Es reicht!

Es reicht!
Pfarrer Dr. Wolfgang Beck
23.02.2019 - 23:35
02.01.2019
Dr. Wolfgang Beck

Ich bin ein ungeduldiger Mensch. Und damit kann ich andere, die mit mir zu tun haben, manchmal nerven. Aber das ist noch nicht alles. Denn ich finde Ungeduld manchmal richtig gut, ja sogar notwendig. Es braucht manchmal Ungeduld, sie kann zwingend geboten sein. Ja, es gibt sogar eine „heilige Ungeduld“, die sich mit dem, was ist, nicht länger abfinden will. Sie findet sich im Neuen Testament: Die freudige Botschaft, dass Jesus lebt, muss sich schnell verbreiten. Eile und Ungeduld sind im Sinne Gottes, davon bin ich überzeugt. Immerhin: Es soll sich ja was bewegen und für die Menschen zum Guten verändern!

Wenn ich in diesen Tagen nach Rom schaue – und ich tue das als katholischer Pfarrer auch mit Leidenschaft für meine Kirche. Da bin ich sehr ungeduldig! Meine Ungeduld wächst, je mehr ich den Eindruck gewinne, dass es da Kirchenvertreter gibt, die die radikale Aufarbeitung der Missstände irgendwie aussitzen wollen.
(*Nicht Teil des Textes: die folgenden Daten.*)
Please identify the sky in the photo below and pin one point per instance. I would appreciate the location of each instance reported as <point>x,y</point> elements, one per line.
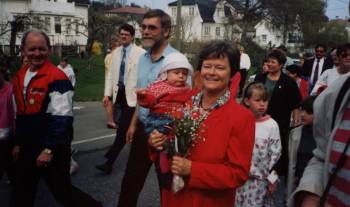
<point>335,7</point>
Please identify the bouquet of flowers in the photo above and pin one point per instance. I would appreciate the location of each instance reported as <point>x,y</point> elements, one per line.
<point>187,134</point>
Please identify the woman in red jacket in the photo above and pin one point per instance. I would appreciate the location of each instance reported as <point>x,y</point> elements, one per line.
<point>219,163</point>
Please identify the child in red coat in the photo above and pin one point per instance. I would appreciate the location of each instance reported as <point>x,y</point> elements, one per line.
<point>165,98</point>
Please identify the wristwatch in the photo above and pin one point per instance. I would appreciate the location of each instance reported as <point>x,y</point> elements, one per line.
<point>47,151</point>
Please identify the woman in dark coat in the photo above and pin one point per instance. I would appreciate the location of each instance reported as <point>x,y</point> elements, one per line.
<point>284,100</point>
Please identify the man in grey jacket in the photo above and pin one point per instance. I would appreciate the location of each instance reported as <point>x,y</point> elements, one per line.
<point>329,119</point>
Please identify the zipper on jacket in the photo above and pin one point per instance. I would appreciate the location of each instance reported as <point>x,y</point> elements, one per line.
<point>25,98</point>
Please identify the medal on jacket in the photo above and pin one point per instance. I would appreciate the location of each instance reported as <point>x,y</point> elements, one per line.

Längst ist klar, dass es in der katholischen Kirche – wenn auch nicht nur dort – Missstände auf verschiedenen Ebenen gibt: von Machtmissbrauch bis zu sexualisierter Gewalt. Es sind nicht nur die Taten von Klerikern, die sich unmittelbar an Kindern und Ordensfrauen schuldig gemacht haben. Es sind auch die Taten von den Verantwortlichen in der Leitung der Kirche, in den Diözesen und Ordensgemeinschaften, – derjenigen, die vertuscht haben. Es sind aber auch die Taten derer, die den Opfern nicht glauben und dadurch die Opfer erneut zu Opfern machen. Es sind diejenigen, die den Kopf in den Sand stecken und einfach abwarten wollen, die sich gegen klare Veränderungen wenden und ein System von Abhängigkeiten, von intransparenten Sonderwelten, von klerikalem Machtstatus betreiben. Wer diesen schäbigen Sumpf nicht austrocknet oder es auch nur halbherzig tut, wird – um es klar zu sagen – selbst zum Vertuschungstäter! Wer dieses System weiter unterstützt, verstärkt damit den Eindruck von einer Kirche als Täterorganisation – auch wenn es aus der vordergründigen Sorge geschieht, die Kirche zu schützen. Und die Neigung dazu ist erstaunlich fest etabliert.

Die deutschen Bischöfe haben eine Studie erstellen lassen und damit vor einem Jahr offenbar die Hoffnung verbunden, für ihre Offenheit und Kooperationsbereitschaft Lob zu ernten. Aber eine Studie, deren Ergebnisse nicht ernst genommen und aus der keine oder nur sehr bescheidene Konsequenzen gezogen werden, ist meiner Meinung nach nicht viel wert. So eine Studie dient dann eher der eigenen Rechtfertigung: „Seht her, wir haben ja auf den Skandal reagiert!“ Und ein Treffen von Bischöfen, bei dem sogar der Papst vorhergesagt hat, dass nicht viel zu erwarten sei, schürt meine Ungeduld. Die konkreten Schritte, die Maßnahmen, die zur Entscheidung anstehen, liegen doch auf dem Tisch: Es geht um die Beschränkung bischöflicher Macht. Es geht um die Einrichtung von unabhängigen Kontrollen im kirchlichen Verwaltungsrecht. Es geht um neue Ansätze bei der Ausbildung von Priestern, die nicht in einer Sonderwelt leben sollten. Es geht um die Bereitschaft, Opfer wirklich durch finanzielle Hilfen zu unterstützen und ihnen zu sagen: „Ja, wir glauben euch und nehmen euch ernst!“ Und es braucht ambitionierte Verantwortliche in der Politik, die auch aus Verbundenheit mit der Kirche endlich Modelle für ihre externe Kontrolle entwickeln und diskutieren.

Ja, ich bin ungeduldig!

Und wenn ein verantwortlicher Wissenschaftler der genannten Studie vor wenigen Tagen öffentlich sagt, dass die Probleme des Missbrauchs nicht bloß der Vergangenheit angehören, sondern immer noch aktuell Menschen zu Opfern von Übergriffen und Gewalt werden, dann bewahre uns Gott vor zu viel Geduld. Sie wäre ein Hohn! Am morgigen Sonntag werden die Bischöfe in Rom nach Ergebnissen und konkreten Schritten gefragt. Ich hoffe, sie bitten nicht um Geduld. Einen guten Sonntag!